Tom Stevenson, Financial Editor, reports.
Richard Handover's first day as chief executive of WH Smith yesterday saw him rejecting a hostile takeover bid from bookseller Tim Waterstone that would have seen the new boss out of the job almost before his feet were under the table.
Smith said the chairman, Jeremy Hardie, had received a bid approach from Mr Waterstone last weekend but had no hesitation in rejecting the offer, which would have given shareholders 200p in cash together with shares in WH Smith NewCo, a heavily indebted acquisition vehicle set up for the bid. The rejection was announced after dealings in WH Smith shares closed at 365.5p, down 2.5p.
SBC Warburg Dillon Read acted for Mr Waterstone in raising pounds 1bn of funding to cover the cash element and capital investment in a bid which WH Smith said bore all the hallmarks of the over-ambitious debt-funded takeovers of the 1980s. The deal would have also involved the issue of warrants to the takeover's promoters which would be convertible into up to 5 per cent of Smith's share capital.
The proposed takeover would have seen Mr Waterstone, who left WH Smith in the early 1980s to set up the bookstore chain bearing his name, return to the company for a third spell, this time as chief executive. He returned when WH Smith acquired Waterstones in 1989, leaving in 1993 to pursue other retail projects. The latest of those, a children's emporium called Daisy & Tom, was to have been taken over by Smith as part of his proposals.
Mr Handover said yesterday the WH Smith board had considered the proposals but "firmly believes they are not in the best interests of shareholders". He said he had spoken to WH Smith's leading shareholders this week who had backed his decision to reject the approach.
He added: "The board has had no hesitation in dismissing these proposals which offer no real value to our own shareholders and no premium whilst burdening them with high-risk equity, unnecessary costs and an over-priced acquisition."
He said that under the proposals, no premium would have been paid to WH Smith's shareholders, who would be given an equity stake in a "highly leveraged" business and be forced to make "an overpriced acquisition of an unproven retail concept for children at an incomprehensible price".

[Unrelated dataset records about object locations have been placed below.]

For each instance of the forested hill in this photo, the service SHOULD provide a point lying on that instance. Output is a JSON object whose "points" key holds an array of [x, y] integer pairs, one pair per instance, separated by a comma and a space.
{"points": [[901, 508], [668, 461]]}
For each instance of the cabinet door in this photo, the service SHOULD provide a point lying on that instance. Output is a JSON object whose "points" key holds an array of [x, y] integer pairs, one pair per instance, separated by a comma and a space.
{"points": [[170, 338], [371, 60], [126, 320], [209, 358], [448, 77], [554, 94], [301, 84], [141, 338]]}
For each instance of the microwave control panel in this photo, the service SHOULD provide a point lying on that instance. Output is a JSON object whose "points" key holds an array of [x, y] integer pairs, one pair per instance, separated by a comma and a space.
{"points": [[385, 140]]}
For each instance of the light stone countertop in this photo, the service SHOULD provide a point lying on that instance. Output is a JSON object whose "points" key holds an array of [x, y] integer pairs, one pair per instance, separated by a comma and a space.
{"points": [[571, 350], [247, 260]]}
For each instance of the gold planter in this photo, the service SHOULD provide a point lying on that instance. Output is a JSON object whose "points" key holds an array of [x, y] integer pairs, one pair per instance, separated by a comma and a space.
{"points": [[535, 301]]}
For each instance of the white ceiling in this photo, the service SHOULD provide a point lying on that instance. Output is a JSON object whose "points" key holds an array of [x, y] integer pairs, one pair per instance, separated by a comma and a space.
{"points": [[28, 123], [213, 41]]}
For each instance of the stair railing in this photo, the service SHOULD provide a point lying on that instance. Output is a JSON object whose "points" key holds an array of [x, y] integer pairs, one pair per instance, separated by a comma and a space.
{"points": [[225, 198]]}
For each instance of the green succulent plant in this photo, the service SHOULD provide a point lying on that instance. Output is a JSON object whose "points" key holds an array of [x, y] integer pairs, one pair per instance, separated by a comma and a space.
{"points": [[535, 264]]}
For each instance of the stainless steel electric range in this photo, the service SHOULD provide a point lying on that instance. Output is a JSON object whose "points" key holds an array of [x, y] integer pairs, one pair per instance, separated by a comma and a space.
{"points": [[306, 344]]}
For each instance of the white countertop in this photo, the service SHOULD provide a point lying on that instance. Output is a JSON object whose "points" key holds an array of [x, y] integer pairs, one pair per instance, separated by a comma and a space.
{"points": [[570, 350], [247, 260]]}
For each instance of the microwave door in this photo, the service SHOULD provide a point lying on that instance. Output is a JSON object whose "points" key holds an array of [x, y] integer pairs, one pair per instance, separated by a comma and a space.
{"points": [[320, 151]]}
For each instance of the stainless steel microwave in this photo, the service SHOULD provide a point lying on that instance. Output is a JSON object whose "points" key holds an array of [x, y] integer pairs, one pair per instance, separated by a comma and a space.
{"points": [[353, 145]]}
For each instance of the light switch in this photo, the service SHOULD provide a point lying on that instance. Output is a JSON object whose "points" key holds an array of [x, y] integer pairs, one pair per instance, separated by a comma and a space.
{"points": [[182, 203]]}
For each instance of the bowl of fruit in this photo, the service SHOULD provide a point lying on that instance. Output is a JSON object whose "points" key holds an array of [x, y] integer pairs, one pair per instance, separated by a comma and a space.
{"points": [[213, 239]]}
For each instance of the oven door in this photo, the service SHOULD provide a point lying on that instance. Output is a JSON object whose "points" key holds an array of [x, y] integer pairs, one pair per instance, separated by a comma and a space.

The takeover approach represented Mr Handover's first major challenge in the top job, for which many observers said he was an unspectacular choice. The former head of the wholesale news arm was appointed after a three-month trawl to find a replacement for Bill Cockburn, who left after only 18 months in the job to join BT.
Mr Handover said advisers' fees would have cost shareholders pounds 34m and countered the approach by promising to "improve the profitability of the high street business by focusing on the core product groupings of books, stationery, newspapers and magazines".